In the 1985 season he applied to coach the club, but lost out to Shane Loveless – with whom he had played at Footscray.
He re-located to Echuca that season, coaching the club for three years (1985-87).
“We had a great side in that first year, but lost the elimination final," Berry said.
"We offloaded 10 paid players at the end of 1985, we dragged five or six kids out of the thirds and we made the preliminary final."
After a recruiting drive that landed Tony and John Jones at Echuca, Berry’s team made the grand final, but lost to Shepparton United in his last season of coaching.

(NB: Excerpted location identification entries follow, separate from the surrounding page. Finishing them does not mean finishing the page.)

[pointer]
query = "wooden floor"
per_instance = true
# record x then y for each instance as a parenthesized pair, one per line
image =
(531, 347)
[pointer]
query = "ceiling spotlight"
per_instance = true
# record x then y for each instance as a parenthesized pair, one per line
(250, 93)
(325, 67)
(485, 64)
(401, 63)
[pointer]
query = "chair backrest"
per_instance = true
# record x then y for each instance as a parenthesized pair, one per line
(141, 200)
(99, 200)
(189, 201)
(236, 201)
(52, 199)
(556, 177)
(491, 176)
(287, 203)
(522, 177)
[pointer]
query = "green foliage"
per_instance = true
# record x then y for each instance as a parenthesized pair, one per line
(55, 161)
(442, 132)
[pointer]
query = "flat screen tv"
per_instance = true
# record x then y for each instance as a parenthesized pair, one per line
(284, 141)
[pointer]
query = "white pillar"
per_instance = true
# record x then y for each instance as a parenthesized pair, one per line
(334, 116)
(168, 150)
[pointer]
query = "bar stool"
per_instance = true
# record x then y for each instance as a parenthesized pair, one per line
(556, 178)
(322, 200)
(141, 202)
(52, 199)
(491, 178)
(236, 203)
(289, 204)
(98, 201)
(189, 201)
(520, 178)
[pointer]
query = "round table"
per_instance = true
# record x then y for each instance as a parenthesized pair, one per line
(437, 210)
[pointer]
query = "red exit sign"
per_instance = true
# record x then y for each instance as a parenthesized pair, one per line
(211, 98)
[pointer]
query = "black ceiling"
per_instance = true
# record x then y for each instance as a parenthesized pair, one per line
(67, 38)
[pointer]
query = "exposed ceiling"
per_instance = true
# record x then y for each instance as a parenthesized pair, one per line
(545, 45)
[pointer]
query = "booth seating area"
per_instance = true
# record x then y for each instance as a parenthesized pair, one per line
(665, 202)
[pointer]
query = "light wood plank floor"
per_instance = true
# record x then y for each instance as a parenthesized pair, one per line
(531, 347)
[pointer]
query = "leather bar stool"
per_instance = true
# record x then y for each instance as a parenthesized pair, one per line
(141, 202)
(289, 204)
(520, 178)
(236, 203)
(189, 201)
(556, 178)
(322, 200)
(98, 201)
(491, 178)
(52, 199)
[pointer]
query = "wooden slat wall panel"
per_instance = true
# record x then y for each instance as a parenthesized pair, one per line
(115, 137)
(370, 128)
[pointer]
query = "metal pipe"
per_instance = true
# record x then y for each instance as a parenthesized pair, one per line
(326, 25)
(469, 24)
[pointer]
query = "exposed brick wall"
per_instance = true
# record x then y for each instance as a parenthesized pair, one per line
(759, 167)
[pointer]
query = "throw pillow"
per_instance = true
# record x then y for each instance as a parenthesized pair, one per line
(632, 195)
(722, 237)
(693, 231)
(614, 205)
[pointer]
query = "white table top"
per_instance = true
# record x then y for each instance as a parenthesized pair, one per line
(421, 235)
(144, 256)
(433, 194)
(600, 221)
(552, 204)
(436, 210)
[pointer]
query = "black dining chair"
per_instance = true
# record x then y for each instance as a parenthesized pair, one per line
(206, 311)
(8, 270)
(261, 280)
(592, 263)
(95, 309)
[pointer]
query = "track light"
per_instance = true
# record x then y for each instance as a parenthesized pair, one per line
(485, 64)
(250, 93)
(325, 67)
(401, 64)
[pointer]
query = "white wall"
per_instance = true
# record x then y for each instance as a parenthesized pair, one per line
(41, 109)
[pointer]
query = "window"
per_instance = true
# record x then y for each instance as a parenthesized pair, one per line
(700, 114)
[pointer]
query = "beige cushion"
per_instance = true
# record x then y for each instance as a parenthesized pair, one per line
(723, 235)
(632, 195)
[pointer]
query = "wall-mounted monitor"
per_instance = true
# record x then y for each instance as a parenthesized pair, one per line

Berry finished his playing career at Kyabram in 1990, losing an elimination final at Seymour to Rochester.
He moved into umpiring, his first game in 1993, having spent a lot of time in cross country running.
Soon after he was umpiring senior GVL football and eventually earned a gong as a country championships final umpire.
He ended up umpiring more than 200 games and won an Ian Coates award, recognising the Umpire of the Year.
He is a father of two and a grandfather of four.
Daughter Kaitlin lives in Kyabram and has two boys, Caleb and Finn, who is a mad Bulldogs supporter. His other daughter, Leesa, also has two boys, Aden and Nate.
A knee replacement and hip replacement, in October last year, has seen Berry not as active in the running space as previous years.
He has now taken up golf, living close to the Parkland course, but his real passion is harness racing.
He and Lyn have shares in Always Ready, a two-time Victorian Harness Racing Horse of the Year, who has won $240,000 in prizemoney.
“We only have a small share in him, but we have had several other horses and probably racking up nearly 50 winners," Berry said.
“Always Ready is still a full colt, so he will be valuable as a stallion."